Mirabeau devant Dreux-Brézé

Date de création : vers 1830

Date représentée : 23 juin 1789

H. : 71 cm

L. : 104 cm

huile sur toile

Domaine : Peintures

© RMN - Grand Palais (musée du Louvre) / Franck Raux

lien vers l'image

13-505723 / RF 1984-18

Mirabeau et Dreux-Brézé

Date de publication : Décembre 2019

Auteur : Guillaume MAZEAU

Les arts au service de la monarchie de Juillet

En 1830, la toute nouvelle monarchie de Juillet organise un concours pour décorer la salle des séances de la Chambre des députés. De même qu’au musée du château de Versailles dédié aux gloires de la France, le nouveau régime entend mobiliser les arts pour donner un signal fort : la Restauration n’est plus, c’est le début d’une nouvelle ère libérale.

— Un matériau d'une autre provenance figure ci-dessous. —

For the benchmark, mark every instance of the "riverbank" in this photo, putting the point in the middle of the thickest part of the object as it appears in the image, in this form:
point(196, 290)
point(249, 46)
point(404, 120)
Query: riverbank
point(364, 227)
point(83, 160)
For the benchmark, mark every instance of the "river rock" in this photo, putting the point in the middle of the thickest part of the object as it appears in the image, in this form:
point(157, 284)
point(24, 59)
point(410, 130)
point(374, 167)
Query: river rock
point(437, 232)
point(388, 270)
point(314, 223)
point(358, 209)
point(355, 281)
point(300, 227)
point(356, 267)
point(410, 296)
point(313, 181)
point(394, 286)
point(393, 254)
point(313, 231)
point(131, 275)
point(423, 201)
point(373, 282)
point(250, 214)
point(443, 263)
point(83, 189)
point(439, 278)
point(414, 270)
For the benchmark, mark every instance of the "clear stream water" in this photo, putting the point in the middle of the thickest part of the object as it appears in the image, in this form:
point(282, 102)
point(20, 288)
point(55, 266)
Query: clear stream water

C’est dans ce contexte qu’Alexandre Évariste Fragonard propose ce tableau. Habitué à exposer depuis 1799, le fils du fameux Jean-Honoré Fragonard porte son choix sur un épisode de la Révolution française que les mémoires des girondins, publiés dans les années 1820 et 1830, ont rendu célèbre : le moment où Mirabeau, le 23 juin 1789, prend la parole au nom du tiers état. Tenant tête au grand maître des cérémonies Dreux-Brézé, chargé par Louis XVI de faire évacuer la salle des Menus-Plaisirs, Mirabeau proclame que les députés qui occupent la salle depuis plusieurs semaines n’en sortiront que par la force des baïonnettes.

Transformer l’événement en acte héroïque

Fragonard fait preuve d’une certaine fidélité à l’événement, tel qu’il est généralement raconté dans les livres d’histoire du premier XIXe siècle. Il s’est assez bien documenté : dans la pénombre du fond, on devine les couleurs du clergé, mais aussi le noir des habits du tiers état, à gauche et au premier plan, la noblesse, assise au premier rang, étant logiquement moins visible. De la même manière, Fragonard souligne à juste titre la monumentalité du lieu grâce aux colonnes à l’antique, ainsi qu’aux grandes tribunes. Le point de vue crée un effet de vérité : le spectateur est plongé à hauteur d’homme, depuis le fond de la salle des Menus-Plaisirs, à l’instant précis où Mirabeau défie l’autorité de Dreux-Brézé.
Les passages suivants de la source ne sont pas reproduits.